You can use apply() to run function on every cell in column and this function may get position of dog on list and return [pos-2:pos+3]

import pandas as pd

df = pd.DataFrame({
"tokenized": [
    ['apple', 'hi', 'dog', 'boy', 'why', 'other'],
    ['table', 'hey', 'girl', 'cat', 'dog', '2', '3'],
    ['A', 'B', 'C'],
]
})

def process(words):
    #print(words)
    if 'dog' in words:
        pos = words.index('dog')
        return words[pos-2:pos+3]
    else:
        #return words
        return []

df["tokenized_2"] = df["tokenized"].apply(process)

print(df)

Result:

                            tokenized                 tokenized_2
0   [apple, hi, dog, boy, why, other]  [apple, hi, dog, boy, why]
1  [table, hey, girl, cat, dog, 2, 3]      [girl, cat, dog, 2, 3]
2                           [A, B, C]                          []

---

EDIT:

To make it more universal it could get dog (or other word) as parameter and then you would have run it with lambda (or partial )

import pandas as pd

df = pd.DataFrame({
"tokenized": [
    ['apple', 'hi', 'dog', 'boy', 'why', 'other'],
    ['table', 'hey', 'girl', 'cat', 'dog', '2', '3'],
    ['A', 'B', 'C'],
]
})

def process(words, search):
    #print(words)
    if search in words:
        pos = words.index(search)
        return words[pos-2:pos+3]
    else:
        #return words
        return []

df["tokenized_dog"] = df["tokenized"].apply(lambda words:process(words, 'dog'))
df["tokenized_cat"] = df["tokenized"].apply(lambda words:process(words, 'cat'))

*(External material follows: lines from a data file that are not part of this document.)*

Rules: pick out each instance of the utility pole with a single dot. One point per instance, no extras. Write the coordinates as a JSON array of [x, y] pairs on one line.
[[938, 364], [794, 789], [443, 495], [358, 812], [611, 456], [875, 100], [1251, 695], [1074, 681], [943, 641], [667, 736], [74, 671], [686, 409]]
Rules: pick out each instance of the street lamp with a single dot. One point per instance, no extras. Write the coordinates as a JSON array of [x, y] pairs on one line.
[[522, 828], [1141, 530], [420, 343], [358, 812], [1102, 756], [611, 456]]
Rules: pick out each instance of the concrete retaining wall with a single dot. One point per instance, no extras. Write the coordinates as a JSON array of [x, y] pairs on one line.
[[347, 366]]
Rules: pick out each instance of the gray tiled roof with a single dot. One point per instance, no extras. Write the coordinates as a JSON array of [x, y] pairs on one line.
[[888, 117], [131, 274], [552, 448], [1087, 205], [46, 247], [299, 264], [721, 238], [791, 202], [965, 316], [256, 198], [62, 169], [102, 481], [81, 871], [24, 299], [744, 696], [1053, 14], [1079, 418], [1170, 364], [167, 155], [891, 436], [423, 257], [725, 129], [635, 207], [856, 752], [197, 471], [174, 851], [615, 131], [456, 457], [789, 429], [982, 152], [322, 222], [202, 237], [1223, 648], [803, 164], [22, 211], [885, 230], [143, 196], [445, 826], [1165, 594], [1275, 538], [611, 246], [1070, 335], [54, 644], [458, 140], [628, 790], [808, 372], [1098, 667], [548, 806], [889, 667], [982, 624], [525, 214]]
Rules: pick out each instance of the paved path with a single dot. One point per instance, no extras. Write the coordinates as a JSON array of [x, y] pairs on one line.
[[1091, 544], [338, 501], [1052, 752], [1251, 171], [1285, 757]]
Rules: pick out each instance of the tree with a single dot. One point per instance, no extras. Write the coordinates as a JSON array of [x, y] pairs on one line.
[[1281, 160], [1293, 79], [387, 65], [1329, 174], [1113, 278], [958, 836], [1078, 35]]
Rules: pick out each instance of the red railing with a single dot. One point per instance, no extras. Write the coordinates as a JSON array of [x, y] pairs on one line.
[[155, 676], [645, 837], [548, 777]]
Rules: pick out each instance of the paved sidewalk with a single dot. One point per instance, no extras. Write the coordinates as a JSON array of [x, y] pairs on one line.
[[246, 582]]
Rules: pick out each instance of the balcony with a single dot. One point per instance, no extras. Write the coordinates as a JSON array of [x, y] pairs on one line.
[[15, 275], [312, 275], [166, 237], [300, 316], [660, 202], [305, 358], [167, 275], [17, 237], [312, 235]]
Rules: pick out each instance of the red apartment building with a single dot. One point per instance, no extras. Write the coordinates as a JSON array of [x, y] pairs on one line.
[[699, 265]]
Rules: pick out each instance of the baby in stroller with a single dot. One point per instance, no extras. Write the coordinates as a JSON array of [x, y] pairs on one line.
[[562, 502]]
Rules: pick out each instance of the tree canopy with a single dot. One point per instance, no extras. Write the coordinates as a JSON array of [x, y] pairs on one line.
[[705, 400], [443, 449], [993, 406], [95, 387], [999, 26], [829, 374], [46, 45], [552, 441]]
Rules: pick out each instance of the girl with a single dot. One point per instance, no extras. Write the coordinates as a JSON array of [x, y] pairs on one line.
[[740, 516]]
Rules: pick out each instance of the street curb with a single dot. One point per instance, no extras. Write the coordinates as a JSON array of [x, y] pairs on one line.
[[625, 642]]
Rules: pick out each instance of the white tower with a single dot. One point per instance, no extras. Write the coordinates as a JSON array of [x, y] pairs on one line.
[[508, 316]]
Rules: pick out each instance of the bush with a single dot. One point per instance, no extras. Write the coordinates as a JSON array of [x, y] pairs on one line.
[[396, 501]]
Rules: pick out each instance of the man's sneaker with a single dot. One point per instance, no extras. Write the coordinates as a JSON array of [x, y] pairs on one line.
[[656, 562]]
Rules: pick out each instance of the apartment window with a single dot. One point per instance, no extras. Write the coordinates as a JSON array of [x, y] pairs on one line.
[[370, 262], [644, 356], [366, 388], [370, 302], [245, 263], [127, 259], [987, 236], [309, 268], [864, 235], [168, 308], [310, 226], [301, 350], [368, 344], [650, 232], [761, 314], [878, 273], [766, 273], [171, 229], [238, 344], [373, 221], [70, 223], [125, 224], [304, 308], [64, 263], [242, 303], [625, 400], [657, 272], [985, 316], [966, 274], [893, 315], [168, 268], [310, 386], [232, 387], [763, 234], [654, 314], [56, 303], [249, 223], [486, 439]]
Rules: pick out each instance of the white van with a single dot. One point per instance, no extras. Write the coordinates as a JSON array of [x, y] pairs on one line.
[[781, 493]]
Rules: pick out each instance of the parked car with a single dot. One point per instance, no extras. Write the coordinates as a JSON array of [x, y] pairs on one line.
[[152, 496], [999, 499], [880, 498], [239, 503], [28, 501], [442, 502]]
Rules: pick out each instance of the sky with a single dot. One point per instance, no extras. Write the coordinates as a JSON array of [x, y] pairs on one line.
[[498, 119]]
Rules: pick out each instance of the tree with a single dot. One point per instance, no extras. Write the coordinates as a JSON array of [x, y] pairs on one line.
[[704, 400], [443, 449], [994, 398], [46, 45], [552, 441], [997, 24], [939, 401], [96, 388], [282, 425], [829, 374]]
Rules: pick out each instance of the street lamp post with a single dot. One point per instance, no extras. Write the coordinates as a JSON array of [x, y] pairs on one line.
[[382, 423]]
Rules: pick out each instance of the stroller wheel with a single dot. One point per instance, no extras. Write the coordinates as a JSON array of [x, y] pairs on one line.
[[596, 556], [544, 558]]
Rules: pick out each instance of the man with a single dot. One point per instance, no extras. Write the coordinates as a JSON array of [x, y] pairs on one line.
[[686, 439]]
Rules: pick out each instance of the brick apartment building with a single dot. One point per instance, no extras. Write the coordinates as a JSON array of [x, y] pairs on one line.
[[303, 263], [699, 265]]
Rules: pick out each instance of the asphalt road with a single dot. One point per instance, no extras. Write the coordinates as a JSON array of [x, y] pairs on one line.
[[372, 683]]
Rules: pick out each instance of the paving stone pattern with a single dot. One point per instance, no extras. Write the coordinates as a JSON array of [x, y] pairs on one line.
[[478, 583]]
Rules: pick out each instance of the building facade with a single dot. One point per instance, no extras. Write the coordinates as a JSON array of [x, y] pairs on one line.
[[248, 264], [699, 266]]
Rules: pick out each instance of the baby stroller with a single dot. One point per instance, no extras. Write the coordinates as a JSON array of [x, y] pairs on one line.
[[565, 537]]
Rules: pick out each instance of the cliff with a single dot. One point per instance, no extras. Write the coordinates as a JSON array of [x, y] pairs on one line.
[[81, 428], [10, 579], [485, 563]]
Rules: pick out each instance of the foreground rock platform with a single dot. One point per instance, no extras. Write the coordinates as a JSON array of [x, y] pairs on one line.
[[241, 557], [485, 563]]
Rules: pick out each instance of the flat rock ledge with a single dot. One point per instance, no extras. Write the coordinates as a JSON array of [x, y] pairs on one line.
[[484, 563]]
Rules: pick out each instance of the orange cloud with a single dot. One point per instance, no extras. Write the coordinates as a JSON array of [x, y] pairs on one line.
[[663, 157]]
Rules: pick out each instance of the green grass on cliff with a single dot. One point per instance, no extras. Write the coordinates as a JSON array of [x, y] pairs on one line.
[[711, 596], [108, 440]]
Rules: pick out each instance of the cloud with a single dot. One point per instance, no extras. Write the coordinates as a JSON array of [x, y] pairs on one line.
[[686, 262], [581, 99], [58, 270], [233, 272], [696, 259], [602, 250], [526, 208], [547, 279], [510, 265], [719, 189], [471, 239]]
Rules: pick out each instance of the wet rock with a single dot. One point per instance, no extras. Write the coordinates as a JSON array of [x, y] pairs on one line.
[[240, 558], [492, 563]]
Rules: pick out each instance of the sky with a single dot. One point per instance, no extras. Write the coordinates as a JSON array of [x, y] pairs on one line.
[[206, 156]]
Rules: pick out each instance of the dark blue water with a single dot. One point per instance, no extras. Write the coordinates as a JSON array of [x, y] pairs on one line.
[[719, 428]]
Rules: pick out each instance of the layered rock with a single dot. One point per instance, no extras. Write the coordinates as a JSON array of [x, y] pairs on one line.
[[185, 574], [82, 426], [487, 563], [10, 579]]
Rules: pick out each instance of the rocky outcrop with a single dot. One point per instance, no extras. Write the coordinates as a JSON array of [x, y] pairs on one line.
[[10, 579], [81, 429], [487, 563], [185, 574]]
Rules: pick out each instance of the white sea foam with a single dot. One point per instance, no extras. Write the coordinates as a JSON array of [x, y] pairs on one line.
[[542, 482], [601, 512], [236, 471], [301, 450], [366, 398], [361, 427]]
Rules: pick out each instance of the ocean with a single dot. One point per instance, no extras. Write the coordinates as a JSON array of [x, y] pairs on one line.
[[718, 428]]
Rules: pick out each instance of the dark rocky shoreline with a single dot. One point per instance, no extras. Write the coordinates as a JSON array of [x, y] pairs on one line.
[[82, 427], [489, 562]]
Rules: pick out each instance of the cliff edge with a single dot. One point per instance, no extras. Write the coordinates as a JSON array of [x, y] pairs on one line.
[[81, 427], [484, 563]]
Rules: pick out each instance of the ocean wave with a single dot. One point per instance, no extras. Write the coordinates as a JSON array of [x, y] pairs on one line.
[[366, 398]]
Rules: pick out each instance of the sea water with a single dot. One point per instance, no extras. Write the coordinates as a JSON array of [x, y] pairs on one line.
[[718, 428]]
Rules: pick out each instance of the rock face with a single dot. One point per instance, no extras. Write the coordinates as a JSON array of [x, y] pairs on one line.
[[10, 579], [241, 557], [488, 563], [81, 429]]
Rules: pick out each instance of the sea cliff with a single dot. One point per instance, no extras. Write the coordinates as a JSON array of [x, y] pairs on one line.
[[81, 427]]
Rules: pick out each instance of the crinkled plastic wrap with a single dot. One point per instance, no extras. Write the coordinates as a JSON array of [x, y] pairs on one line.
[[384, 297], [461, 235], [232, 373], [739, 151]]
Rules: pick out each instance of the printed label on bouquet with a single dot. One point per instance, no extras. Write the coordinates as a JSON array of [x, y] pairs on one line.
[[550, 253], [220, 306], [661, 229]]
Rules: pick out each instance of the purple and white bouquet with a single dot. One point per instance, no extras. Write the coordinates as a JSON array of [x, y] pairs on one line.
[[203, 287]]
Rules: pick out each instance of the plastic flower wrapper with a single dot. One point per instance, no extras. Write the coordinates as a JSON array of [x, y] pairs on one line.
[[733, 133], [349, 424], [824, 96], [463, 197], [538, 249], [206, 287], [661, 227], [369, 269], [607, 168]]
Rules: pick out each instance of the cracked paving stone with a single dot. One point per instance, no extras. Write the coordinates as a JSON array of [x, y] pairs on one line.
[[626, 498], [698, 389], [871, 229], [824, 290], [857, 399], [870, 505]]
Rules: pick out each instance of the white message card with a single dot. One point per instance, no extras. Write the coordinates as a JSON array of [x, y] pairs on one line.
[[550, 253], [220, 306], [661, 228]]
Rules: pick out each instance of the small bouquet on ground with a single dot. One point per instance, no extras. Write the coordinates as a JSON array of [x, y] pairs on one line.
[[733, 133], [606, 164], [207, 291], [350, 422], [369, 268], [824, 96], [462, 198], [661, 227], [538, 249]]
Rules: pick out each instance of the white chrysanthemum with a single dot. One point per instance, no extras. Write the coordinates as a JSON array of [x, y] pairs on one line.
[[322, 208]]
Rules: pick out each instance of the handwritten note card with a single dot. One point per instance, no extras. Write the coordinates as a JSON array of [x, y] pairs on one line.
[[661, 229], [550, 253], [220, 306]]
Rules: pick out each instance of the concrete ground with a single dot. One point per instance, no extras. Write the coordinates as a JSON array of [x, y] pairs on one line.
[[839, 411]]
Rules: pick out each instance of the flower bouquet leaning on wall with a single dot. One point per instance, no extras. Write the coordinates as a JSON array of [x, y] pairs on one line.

print(df[["tokenized_dog", "tokenized_cat"]])

Result:

                tokenized_dog             tokenized_cat
0  [apple, hi, dog, boy, why]                        []
1      [girl, cat, dog, 2, 3]  [hey, girl, cat, dog, 2]
2                          []                        []

Answer 2

One way to do it is using apply with lambda like

lambda x: [i for ix,i in enumerate(x) if ix in range([idx for idx,it in x if it=='dog'][0]-2,[idx for idx,it in x if it=='dog'][0]+2)]

But it's computationally expensive, error prone, and probably needlessly complex.